E é nesse momento, que a vida que tinha construído nos últimos anos sofre um abalo. Adriana perguntou à mãe se tinha tido mais filhos. Maria confirmou que sim: Leandro, filho de outro homem.

Adriana sabia que o marido tinha duas certidões de nascimento, uma onde surgia um nome idêntico ao da sua mãe e outra sem filiação materna. E, naquele momento, as peças encaixaram-se. Ou não. Adriana descobriu que vivia com o próprio irmão há sete anos e que têm uma filha em comum, de seis anos.

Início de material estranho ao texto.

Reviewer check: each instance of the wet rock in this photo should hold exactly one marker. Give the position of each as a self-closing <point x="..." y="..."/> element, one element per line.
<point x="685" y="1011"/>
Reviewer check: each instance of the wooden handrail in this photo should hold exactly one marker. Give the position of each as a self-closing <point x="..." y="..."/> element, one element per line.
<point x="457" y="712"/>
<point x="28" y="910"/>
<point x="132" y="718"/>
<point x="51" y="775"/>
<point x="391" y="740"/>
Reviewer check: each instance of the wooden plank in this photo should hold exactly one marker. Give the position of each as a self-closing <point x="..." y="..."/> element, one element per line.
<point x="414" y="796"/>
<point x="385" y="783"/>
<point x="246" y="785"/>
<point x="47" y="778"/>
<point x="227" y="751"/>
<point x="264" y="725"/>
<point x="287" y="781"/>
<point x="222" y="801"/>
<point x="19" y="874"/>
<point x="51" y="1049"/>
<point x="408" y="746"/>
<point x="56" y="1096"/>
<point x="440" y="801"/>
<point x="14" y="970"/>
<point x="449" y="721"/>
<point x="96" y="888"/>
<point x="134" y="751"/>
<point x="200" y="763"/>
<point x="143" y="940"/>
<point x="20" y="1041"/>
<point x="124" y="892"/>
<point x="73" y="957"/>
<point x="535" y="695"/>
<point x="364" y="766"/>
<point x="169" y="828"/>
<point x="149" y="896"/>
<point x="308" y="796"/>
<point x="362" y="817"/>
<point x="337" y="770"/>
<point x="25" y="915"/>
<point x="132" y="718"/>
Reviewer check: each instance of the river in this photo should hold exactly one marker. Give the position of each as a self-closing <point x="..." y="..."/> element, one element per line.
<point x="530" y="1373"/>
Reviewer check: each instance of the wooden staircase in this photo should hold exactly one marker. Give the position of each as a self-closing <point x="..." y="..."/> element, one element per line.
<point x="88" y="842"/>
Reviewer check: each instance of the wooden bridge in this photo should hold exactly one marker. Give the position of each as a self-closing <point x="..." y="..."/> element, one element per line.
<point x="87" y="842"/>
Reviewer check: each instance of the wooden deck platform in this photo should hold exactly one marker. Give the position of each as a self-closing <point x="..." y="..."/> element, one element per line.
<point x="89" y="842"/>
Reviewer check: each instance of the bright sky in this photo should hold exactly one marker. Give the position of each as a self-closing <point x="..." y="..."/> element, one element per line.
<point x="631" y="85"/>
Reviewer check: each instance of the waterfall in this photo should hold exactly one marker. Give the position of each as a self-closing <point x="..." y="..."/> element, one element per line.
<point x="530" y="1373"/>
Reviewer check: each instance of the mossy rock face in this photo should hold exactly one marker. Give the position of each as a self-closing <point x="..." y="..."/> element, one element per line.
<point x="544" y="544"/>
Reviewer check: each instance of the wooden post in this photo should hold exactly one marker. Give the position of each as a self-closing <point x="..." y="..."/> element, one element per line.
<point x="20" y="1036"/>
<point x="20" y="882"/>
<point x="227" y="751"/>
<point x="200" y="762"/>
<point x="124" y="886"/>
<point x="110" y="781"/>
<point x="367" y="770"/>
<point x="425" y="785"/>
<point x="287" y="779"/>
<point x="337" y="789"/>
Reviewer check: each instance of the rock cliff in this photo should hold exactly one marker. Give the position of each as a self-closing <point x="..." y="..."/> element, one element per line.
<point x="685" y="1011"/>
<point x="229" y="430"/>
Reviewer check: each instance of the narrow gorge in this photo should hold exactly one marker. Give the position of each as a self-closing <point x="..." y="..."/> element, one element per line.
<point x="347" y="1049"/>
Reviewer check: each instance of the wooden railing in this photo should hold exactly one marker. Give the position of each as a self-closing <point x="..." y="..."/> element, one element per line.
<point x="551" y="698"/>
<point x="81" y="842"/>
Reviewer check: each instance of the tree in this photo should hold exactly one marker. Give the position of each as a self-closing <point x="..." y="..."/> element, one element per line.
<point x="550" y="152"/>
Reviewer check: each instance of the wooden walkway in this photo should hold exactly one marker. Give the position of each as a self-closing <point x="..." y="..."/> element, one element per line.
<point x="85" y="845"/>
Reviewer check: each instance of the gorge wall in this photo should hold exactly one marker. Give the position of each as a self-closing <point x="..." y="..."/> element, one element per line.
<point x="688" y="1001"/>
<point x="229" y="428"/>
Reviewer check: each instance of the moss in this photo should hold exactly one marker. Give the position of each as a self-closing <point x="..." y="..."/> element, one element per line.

O «Correio da Bahia» esclarece que à luz da lei brasileira, o casamento entre irmãos não é válido, mas, o casal já decidiu que vai continuar a viver junto. Uma decisão aceite e apoiada pela restante família. Adriana e Leandro nunca oficializaram a relação, partilham apelidos diferentes e as suas identidades foram mantidas anónimas, por isso, vão continuar a viver o seu amor clandestinamente.

Adriana e Leandro ou Carlos e Maria Eduarda. Este casal brasileiro parece uma adaptação moderna do romance de Eça de Queirós, os «Maias».